Il est bien évident, et fondamental de savoir, que cette mutation psychique est possible parce que je poursuis, en dehors du Centre, un trajet personnel avec une psychanalyste, mais aussi parce qu’une élaboration a lieu dans le cadre du Centre, en deux temps :
• d’une part, de façon spécifique, avec mon équipe du vendredi soir ;
• d’autre part, entre les accueillants et avec le soutien d’une psychanalyste, par la mise en commun de notre expérience. Au fil du temps, ce groupe est devenu porteur. La confiance et le respect mutuel ont permis à tous d’exposer, parfois avec émotion, la pratique d’un écoutant, ses peurs, son enthousiasme.
Dans ce groupe, si j’ai pu cligner des yeux à la lumière du doute, me replier à l’approche de la vérité lorsque la maladie, la mort, les deuils nous ont touchés, j’ai aussi senti un formidable espoir me traverser et me donner envie d’exister.

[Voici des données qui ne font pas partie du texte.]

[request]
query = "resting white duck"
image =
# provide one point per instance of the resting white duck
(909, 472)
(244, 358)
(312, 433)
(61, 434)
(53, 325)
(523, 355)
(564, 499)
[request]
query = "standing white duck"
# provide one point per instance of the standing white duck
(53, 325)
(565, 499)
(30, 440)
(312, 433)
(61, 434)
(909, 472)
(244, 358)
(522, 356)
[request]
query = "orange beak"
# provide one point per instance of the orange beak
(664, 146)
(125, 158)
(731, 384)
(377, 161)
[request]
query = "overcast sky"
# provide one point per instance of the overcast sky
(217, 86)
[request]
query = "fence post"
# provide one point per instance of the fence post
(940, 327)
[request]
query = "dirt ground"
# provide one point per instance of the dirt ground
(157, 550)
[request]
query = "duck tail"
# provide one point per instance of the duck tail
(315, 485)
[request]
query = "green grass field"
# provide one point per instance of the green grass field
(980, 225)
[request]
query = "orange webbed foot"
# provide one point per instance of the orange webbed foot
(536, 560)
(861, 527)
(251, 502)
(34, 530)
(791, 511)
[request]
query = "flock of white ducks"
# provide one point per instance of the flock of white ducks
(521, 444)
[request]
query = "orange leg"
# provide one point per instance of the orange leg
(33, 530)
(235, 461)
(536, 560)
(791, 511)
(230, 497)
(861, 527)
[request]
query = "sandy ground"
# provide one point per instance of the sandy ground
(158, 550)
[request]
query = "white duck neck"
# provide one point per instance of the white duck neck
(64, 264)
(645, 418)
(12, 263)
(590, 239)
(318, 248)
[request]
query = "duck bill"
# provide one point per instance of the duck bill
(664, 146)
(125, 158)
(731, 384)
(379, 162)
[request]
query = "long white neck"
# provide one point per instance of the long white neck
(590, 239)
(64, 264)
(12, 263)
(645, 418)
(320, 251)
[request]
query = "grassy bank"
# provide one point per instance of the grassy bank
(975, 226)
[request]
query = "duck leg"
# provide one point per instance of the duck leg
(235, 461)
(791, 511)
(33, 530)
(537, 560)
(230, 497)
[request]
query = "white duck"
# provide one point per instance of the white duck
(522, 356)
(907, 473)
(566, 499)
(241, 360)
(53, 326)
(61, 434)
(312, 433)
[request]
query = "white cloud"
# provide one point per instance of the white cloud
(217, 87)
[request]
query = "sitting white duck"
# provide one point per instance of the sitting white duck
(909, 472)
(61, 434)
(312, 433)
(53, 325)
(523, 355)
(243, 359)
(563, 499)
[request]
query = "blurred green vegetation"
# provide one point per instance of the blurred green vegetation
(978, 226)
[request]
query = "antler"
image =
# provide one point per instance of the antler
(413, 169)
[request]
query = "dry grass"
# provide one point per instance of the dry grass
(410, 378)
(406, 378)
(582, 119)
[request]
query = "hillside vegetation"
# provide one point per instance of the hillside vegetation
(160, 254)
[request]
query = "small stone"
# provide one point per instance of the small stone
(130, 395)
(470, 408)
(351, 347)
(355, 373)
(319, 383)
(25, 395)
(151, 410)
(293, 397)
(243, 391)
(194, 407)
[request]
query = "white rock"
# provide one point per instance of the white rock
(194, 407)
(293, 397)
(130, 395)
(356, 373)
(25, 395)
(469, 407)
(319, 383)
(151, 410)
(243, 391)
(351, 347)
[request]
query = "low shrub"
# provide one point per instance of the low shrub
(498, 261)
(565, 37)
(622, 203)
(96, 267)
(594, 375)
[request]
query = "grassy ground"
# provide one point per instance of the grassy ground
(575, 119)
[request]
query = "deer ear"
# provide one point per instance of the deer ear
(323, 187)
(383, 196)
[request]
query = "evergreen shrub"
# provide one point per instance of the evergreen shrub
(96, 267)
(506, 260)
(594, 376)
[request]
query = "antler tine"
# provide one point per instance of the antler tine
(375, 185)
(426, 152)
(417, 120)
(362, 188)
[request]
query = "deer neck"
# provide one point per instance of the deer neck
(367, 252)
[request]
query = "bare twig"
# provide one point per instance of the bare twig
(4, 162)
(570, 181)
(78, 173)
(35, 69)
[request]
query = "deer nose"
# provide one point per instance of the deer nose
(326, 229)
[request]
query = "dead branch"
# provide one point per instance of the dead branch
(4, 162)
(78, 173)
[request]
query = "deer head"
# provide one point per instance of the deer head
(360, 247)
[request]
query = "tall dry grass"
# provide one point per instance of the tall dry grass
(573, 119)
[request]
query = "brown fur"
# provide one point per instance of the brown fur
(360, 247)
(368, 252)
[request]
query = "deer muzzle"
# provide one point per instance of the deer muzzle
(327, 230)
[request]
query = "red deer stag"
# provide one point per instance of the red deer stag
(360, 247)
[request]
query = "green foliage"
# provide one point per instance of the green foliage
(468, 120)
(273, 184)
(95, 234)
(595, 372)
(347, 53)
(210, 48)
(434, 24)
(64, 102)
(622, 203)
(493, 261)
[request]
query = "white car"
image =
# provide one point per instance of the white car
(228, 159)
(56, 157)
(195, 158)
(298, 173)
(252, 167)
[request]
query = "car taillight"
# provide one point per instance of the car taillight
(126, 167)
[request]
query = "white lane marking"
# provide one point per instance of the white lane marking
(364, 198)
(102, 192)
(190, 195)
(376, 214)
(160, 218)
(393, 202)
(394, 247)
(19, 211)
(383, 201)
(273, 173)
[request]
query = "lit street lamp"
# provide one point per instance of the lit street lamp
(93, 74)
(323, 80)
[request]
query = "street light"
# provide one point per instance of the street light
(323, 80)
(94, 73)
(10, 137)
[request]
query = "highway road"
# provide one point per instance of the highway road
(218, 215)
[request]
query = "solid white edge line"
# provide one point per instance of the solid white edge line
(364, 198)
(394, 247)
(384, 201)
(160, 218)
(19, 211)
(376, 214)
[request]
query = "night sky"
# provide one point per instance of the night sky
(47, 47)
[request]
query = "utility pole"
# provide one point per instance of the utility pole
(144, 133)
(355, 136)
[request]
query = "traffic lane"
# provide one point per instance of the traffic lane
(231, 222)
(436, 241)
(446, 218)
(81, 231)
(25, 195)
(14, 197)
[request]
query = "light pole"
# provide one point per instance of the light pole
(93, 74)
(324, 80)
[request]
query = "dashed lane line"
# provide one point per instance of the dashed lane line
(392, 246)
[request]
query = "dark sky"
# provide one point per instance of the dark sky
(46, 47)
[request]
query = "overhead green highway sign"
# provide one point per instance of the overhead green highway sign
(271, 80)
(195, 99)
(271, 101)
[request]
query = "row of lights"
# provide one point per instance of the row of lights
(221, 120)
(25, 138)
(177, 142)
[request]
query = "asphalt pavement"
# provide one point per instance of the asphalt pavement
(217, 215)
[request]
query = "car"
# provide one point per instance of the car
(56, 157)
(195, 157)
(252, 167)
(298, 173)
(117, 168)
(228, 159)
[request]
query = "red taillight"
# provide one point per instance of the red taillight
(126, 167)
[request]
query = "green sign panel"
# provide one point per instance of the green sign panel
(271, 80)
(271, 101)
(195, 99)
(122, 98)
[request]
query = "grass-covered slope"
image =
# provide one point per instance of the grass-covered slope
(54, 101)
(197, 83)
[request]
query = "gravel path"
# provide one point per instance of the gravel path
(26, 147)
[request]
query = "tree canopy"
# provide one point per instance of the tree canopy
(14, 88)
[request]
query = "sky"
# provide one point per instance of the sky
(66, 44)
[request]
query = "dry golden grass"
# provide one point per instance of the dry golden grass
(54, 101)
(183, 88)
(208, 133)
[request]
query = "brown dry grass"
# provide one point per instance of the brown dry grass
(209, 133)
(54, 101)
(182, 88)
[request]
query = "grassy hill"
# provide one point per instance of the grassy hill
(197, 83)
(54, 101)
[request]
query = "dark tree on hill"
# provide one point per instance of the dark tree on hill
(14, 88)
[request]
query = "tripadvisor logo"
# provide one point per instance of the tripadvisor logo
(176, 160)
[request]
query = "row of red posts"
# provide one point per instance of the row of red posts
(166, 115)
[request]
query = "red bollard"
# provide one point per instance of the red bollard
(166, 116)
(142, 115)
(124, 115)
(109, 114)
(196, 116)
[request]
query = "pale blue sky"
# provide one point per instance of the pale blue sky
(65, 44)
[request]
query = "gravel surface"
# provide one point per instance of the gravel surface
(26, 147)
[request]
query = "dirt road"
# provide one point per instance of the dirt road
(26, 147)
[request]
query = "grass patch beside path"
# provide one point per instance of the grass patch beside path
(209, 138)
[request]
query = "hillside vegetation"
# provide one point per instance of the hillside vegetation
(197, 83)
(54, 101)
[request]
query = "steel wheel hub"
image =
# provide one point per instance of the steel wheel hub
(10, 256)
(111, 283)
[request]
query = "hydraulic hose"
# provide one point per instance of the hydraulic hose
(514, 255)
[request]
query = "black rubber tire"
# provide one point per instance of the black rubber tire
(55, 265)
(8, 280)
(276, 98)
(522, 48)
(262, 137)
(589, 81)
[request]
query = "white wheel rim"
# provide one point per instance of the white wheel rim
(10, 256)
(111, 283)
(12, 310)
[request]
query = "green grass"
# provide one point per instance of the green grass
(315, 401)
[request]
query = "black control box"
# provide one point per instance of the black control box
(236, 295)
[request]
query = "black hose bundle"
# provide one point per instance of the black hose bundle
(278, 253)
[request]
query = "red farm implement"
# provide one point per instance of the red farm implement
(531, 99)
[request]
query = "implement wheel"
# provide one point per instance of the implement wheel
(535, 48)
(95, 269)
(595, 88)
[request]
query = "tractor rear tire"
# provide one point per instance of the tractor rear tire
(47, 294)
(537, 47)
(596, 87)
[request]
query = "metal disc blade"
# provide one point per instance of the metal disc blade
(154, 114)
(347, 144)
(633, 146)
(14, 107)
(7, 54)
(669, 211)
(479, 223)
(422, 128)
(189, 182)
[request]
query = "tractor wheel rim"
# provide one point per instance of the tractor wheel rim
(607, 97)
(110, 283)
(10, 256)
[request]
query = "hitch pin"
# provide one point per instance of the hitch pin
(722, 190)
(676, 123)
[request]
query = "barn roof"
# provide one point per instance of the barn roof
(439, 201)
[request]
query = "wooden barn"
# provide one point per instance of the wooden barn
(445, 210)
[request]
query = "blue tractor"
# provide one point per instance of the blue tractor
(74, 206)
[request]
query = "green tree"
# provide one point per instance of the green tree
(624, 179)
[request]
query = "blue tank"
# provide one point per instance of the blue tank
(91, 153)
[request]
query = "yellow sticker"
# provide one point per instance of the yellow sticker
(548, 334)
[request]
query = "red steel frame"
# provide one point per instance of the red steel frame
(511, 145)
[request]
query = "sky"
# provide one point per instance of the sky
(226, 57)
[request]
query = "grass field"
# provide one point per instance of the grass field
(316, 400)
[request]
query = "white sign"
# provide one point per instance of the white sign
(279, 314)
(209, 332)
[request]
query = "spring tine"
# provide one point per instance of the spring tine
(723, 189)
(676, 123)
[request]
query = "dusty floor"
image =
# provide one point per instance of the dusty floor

C’est tout cet ensemble d’éléments qui ont probablement contribué à clarifier ma place dans le Centre. Il me semble très important d’avoir fait le lien entre ma propre démarche et celle des autres. Un certain jeu psychique m’a permis de rencontrer des êtres humains, de me sentir engagée dans un projet constructif avec eux, avec elles, et peu à peu, ma vie a pris un autre sens. Après cette évaluation positive de mon activité dans le Centre, puis-je encore me retourner sur l’image de cette maladie d’enfance (mes rhumatismes articulaires aigus et mon souffle « systolique » — j’y tiens — au cœur) ?
L’image d’une enfant qui ne pouvait pas grandir, qui faisait « comme si », que la maladie avait sortie de l’oubli, avait fait survivre dans le silence. Mais c’est par le cancer de l’utérus que cette enfant (devenue adulte malgré elle) a poussé son premier cri... L’image de cette enfant sans identité, je ne parviens pas à la quitter, mais lettre après lettre, je lui apprends à écrire son nom : Claudine Menteau.